Emma Thompson is an Emmy-, BAFTA-, Golden Globe- and two time Academy Award-winning English actress, comedian, and screenwriter. Thompson's first major film role was in a romantic comedy, The Tall Guy. Her career took a more serious turn with a series of critically acclaimed performances and films, beginning with 1992's Howards End (for which she received an Oscar for Best Actress), the part of Gareth Peirce, the lawyer for the Guildford Four, in In the Name of the Father, The Remains of the Day opposite Anthony Hopkins, and as the British painter Dora Carrington in the film Carrington.
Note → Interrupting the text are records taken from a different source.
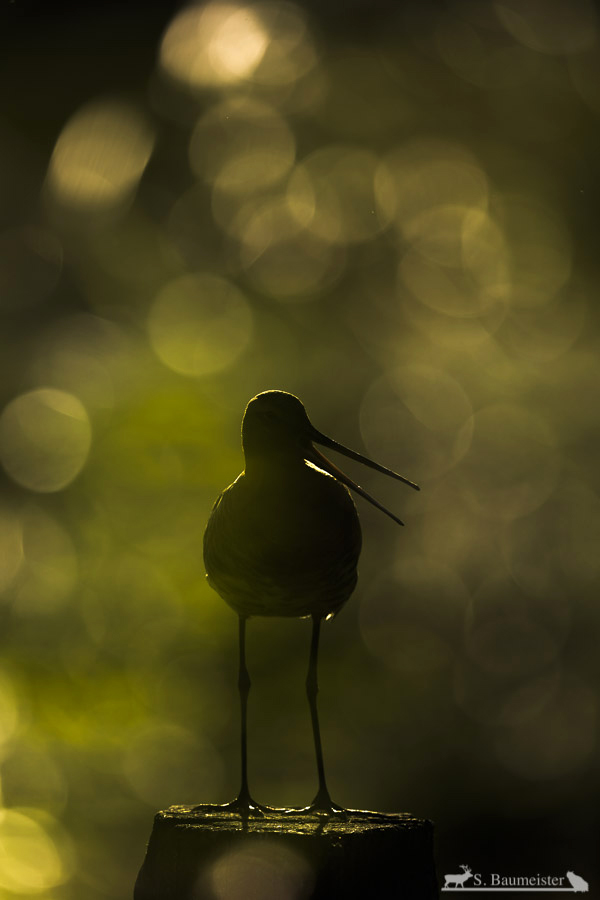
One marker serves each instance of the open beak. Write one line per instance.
(316, 457)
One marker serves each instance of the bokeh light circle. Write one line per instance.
(199, 324)
(30, 861)
(100, 156)
(45, 437)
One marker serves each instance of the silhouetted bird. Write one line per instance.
(284, 540)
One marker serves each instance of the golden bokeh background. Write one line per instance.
(390, 211)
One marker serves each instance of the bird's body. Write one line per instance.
(284, 540)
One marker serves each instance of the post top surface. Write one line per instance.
(213, 817)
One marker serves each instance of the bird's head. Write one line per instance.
(276, 427)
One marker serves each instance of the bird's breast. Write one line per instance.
(284, 546)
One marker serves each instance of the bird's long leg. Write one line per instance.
(244, 802)
(322, 801)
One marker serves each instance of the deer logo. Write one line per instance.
(458, 880)
(578, 883)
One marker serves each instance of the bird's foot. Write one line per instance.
(243, 805)
(322, 805)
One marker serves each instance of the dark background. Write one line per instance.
(461, 682)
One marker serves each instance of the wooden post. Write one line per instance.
(208, 853)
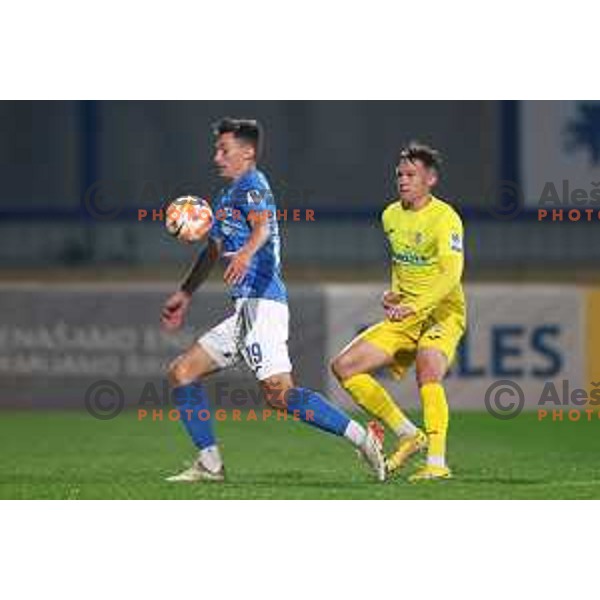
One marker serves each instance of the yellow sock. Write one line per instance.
(374, 398)
(435, 415)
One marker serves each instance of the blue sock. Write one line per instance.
(315, 410)
(192, 397)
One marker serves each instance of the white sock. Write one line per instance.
(211, 458)
(356, 433)
(405, 428)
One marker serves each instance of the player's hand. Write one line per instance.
(239, 262)
(398, 312)
(173, 311)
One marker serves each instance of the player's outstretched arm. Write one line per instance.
(174, 309)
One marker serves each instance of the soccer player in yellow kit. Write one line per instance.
(425, 315)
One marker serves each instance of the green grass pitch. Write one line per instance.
(70, 455)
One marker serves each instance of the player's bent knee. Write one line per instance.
(424, 378)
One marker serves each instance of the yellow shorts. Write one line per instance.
(403, 339)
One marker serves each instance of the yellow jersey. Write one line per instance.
(426, 247)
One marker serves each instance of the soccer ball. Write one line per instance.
(189, 218)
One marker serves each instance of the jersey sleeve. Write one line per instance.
(449, 248)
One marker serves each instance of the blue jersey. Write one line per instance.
(249, 196)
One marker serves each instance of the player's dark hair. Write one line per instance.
(246, 130)
(426, 154)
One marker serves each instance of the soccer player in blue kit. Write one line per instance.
(257, 332)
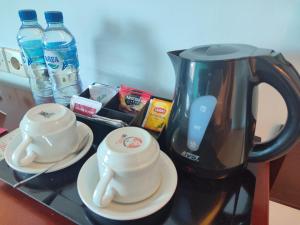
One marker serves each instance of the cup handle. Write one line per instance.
(30, 155)
(102, 196)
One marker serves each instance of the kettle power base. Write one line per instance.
(192, 202)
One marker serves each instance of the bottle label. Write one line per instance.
(62, 66)
(60, 60)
She won her next Oscar in 1996, for Best Adapted Screenplay for her screenplay adaptation of Jane Austen's Sense and Sensibility, a film in which she also played the Oscar-nominated lead actress role. Most recently, Thompson appeared in supporting roles in films of a lighter nature, including her role as Sybill Trelawney in Harry Potter and the Prisoner of Azkaban and Harry Potter and the Order of the Phoenix. She has also appeared in the comedy Love Actually. Thompson married Kenneth Branagh, with whom she appeared in Fortunes of War, on August 20, 1989. They appeared together several times, in hit films such as Dead Again, Henry V and Much Ado About Nothing, but were eventually divorced in October 1995. In 2003, Thompson married actor Greg Wise (who starred with her in Sense and Sensibility) with whom she has a daughter, Gaia Romilly, born in 1999.
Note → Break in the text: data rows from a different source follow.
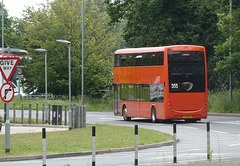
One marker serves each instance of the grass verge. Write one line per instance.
(100, 104)
(107, 137)
(219, 102)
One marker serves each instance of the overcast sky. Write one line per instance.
(15, 7)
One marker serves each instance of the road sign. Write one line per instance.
(7, 66)
(7, 92)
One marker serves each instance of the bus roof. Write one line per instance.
(158, 49)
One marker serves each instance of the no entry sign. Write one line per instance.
(7, 92)
(7, 66)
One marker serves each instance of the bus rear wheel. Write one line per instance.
(125, 117)
(153, 115)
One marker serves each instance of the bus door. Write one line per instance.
(116, 100)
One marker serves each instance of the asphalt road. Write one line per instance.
(225, 143)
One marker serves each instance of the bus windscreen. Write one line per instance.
(186, 71)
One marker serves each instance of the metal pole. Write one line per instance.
(2, 36)
(19, 89)
(230, 51)
(7, 130)
(7, 126)
(93, 145)
(46, 106)
(82, 51)
(69, 73)
(44, 146)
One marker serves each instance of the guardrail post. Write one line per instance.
(44, 146)
(30, 114)
(60, 115)
(208, 141)
(79, 117)
(136, 144)
(174, 143)
(54, 115)
(93, 145)
(84, 115)
(49, 110)
(65, 120)
(22, 114)
(5, 112)
(37, 114)
(14, 113)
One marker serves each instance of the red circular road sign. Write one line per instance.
(7, 92)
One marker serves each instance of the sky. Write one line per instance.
(15, 7)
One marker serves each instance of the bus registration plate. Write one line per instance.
(187, 117)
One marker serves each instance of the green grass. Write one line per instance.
(107, 137)
(219, 102)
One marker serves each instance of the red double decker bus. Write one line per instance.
(161, 83)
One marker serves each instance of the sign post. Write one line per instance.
(7, 67)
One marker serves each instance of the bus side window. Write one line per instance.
(145, 93)
(154, 59)
(131, 60)
(123, 60)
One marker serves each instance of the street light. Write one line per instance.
(69, 71)
(46, 107)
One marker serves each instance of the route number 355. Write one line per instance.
(174, 85)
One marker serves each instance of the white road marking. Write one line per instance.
(235, 145)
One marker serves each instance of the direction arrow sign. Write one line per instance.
(7, 66)
(7, 92)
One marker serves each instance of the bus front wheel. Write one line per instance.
(153, 115)
(125, 117)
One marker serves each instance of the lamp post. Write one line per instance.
(69, 71)
(46, 107)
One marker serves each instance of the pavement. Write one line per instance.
(18, 128)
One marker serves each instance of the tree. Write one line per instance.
(161, 23)
(61, 19)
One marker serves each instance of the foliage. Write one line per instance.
(61, 19)
(159, 23)
(11, 28)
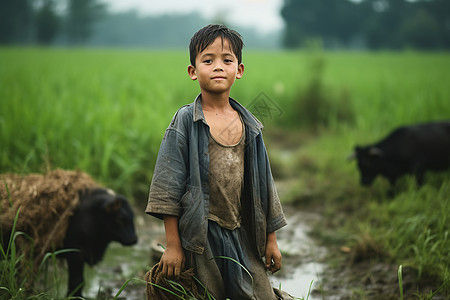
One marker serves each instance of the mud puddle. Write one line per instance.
(302, 260)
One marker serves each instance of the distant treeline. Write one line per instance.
(90, 23)
(366, 24)
(374, 24)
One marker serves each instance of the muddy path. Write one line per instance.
(303, 260)
(312, 268)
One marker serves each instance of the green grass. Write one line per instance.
(105, 112)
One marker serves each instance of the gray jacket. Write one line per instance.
(180, 181)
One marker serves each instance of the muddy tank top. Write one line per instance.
(226, 180)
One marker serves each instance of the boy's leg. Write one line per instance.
(231, 260)
(207, 273)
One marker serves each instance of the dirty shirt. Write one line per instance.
(226, 178)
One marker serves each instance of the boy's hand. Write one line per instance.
(172, 262)
(273, 254)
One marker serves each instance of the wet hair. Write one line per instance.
(207, 35)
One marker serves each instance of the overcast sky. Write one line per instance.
(264, 15)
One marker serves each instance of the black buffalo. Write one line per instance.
(100, 217)
(411, 149)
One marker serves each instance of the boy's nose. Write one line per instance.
(218, 68)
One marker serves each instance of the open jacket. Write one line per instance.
(180, 181)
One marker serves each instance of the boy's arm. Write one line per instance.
(273, 254)
(172, 261)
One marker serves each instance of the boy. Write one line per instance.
(212, 183)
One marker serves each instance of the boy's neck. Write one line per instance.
(215, 102)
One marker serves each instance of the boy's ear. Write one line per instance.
(192, 72)
(240, 71)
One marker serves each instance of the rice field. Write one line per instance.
(104, 111)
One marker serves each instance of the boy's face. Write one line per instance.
(216, 68)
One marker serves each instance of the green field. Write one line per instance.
(105, 111)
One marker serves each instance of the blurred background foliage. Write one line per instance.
(339, 24)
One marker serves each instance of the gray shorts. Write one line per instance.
(230, 267)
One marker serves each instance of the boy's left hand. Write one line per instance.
(273, 254)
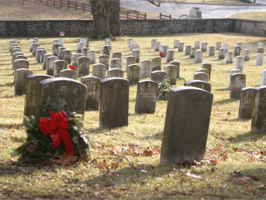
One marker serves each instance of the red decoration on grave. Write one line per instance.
(56, 127)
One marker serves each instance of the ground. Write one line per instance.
(234, 165)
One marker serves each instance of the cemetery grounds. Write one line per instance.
(125, 160)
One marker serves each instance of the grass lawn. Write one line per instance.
(235, 157)
(250, 15)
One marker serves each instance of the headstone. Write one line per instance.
(53, 90)
(199, 84)
(170, 55)
(20, 80)
(45, 60)
(246, 101)
(186, 125)
(60, 52)
(75, 59)
(115, 72)
(133, 73)
(31, 94)
(171, 73)
(92, 56)
(145, 69)
(229, 57)
(79, 47)
(263, 78)
(158, 76)
(136, 54)
(177, 64)
(50, 65)
(233, 71)
(93, 84)
(67, 56)
(202, 76)
(114, 102)
(146, 97)
(211, 50)
(197, 44)
(208, 67)
(221, 54)
(258, 114)
(180, 46)
(246, 55)
(240, 63)
(157, 45)
(117, 54)
(99, 70)
(237, 51)
(84, 51)
(55, 49)
(129, 61)
(83, 66)
(204, 46)
(238, 81)
(192, 52)
(106, 50)
(68, 73)
(218, 45)
(176, 42)
(259, 59)
(58, 66)
(153, 43)
(187, 50)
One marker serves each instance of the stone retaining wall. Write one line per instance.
(74, 28)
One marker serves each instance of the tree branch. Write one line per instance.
(154, 3)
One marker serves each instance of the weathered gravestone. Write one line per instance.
(156, 63)
(199, 84)
(158, 76)
(177, 64)
(201, 76)
(116, 63)
(93, 84)
(238, 81)
(92, 56)
(115, 72)
(186, 125)
(83, 66)
(58, 66)
(67, 56)
(67, 92)
(145, 69)
(258, 114)
(99, 70)
(133, 73)
(104, 59)
(20, 63)
(68, 73)
(114, 101)
(50, 65)
(146, 97)
(171, 73)
(31, 94)
(245, 104)
(20, 80)
(75, 59)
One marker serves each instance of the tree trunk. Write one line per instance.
(100, 12)
(114, 18)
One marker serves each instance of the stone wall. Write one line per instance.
(74, 28)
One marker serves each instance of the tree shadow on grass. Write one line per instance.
(248, 136)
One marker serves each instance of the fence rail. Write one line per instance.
(128, 15)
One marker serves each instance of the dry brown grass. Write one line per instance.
(227, 136)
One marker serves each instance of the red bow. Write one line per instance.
(56, 128)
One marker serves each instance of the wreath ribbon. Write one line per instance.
(56, 127)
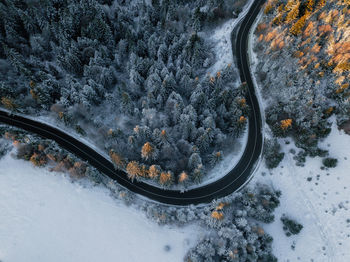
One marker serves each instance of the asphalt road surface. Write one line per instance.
(231, 182)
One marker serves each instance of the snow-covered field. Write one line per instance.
(46, 217)
(321, 205)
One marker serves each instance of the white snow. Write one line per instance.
(227, 163)
(220, 38)
(321, 205)
(46, 217)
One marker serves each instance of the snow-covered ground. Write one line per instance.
(46, 217)
(228, 162)
(321, 205)
(220, 38)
Marisa Tomei is an Academy Award-winning American film and stage actress. Tomei followed up As the World Turns in 1987 with a role on the sitcom A Different World. Her breakthrough performance came in My Cousin Vinny (1992), for which she won the Oscar for Best Supporting Actress. After her Oscar win, she received a Screen Actor's Guild Award nomination for Outstanding Female Supporting Actor for Unhook the Stars. Next, she received an American Comedy Award nomination for Funniest Supporting Actress for Slums of Beverly Hills. She was nominated for a Satellite Award as Best Supporting Actress for What Women Want. She received a second Oscar nomination and a Golden Globe Award nomination for Best Supporting Actress for In The Bedroom (2001). Tomei has also done substantial work in the theater, including taking lead roles on Broadway In the early 1990s, Tomei dated Robert Downey, Jr. (her co-star in Only You). In 1999, she dated actor Dana Ashbrook and had a relationship with Frankie Pugliese. She tends to keep her personal life away from the media.
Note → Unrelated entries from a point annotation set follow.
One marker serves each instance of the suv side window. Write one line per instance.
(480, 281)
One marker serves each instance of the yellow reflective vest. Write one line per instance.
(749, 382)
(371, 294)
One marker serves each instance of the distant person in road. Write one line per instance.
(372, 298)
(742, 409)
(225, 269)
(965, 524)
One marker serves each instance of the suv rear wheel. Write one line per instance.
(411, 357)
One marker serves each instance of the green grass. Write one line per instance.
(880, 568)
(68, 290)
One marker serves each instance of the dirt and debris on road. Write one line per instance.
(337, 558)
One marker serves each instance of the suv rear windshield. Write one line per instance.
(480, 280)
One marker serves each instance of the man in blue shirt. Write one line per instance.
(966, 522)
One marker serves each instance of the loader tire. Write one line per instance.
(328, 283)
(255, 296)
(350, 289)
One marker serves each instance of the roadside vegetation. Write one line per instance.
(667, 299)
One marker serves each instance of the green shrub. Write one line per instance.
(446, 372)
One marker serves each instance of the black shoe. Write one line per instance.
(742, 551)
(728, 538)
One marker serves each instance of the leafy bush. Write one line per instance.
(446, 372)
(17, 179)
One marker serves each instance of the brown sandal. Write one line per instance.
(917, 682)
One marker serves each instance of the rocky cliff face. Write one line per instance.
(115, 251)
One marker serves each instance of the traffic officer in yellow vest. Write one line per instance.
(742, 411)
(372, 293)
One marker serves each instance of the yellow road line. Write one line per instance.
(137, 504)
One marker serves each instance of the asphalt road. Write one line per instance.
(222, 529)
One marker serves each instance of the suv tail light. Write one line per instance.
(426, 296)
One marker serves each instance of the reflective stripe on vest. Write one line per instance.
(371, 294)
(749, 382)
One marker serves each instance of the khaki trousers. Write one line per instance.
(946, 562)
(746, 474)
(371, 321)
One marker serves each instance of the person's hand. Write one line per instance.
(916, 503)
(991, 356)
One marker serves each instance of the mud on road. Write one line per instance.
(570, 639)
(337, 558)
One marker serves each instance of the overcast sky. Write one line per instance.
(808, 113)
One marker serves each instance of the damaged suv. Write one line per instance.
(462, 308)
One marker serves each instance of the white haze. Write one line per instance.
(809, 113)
Indochine is an 1992 Academy Award winning French film that tells the story of a young Indochinese woman named Camille. The title refers to the colony of French Indochina, of which modern Vietnam was once a part. The screenplay was written by Erik Orsenna, Louis Gardel Catherine Cohen and Régis Wargnier. It was directed by Wargnier. It stars Catherine Deneuve, Vincent Perez, Linh Dan Pham, Jean Yanne and Dominique Blanc.The movie won the Academy Awards for Best Foreign Language Film and Catherine Deneuve received a nomination for the Academy Award for Best Actress. It also won the Golden Globe Award for Best Foreign Film.

"A Whole New World" was the featured pop single from the soundtrack to the 1992 Disney movie Aladdin. It was composed by Alan Menken with lyrics by Tim Rice. The song is a ballad between the primary characters Aladdin and Jasmine about the new world they're going to discover together. The single version was performed by Peabo Bryson and Regina Belle and is heard over the end credits. The version heard during the narrative of the film was performed by Brad Kane and Lea Salonga, the singing voices for Aladdin and Princess Jasmine, respectively. They also performed the song in their characters at the 65th Academy Awards. "A Whole New World" won the 1992 Academy Award for Best Original Song, giving Alan Menken his third win and second consecutive after his 1991 award for "Beauty and the Beast". The song also won the 1992 Golden Globe Award for Best Original Song, also succeeding "Beauty and the Beast" in the award.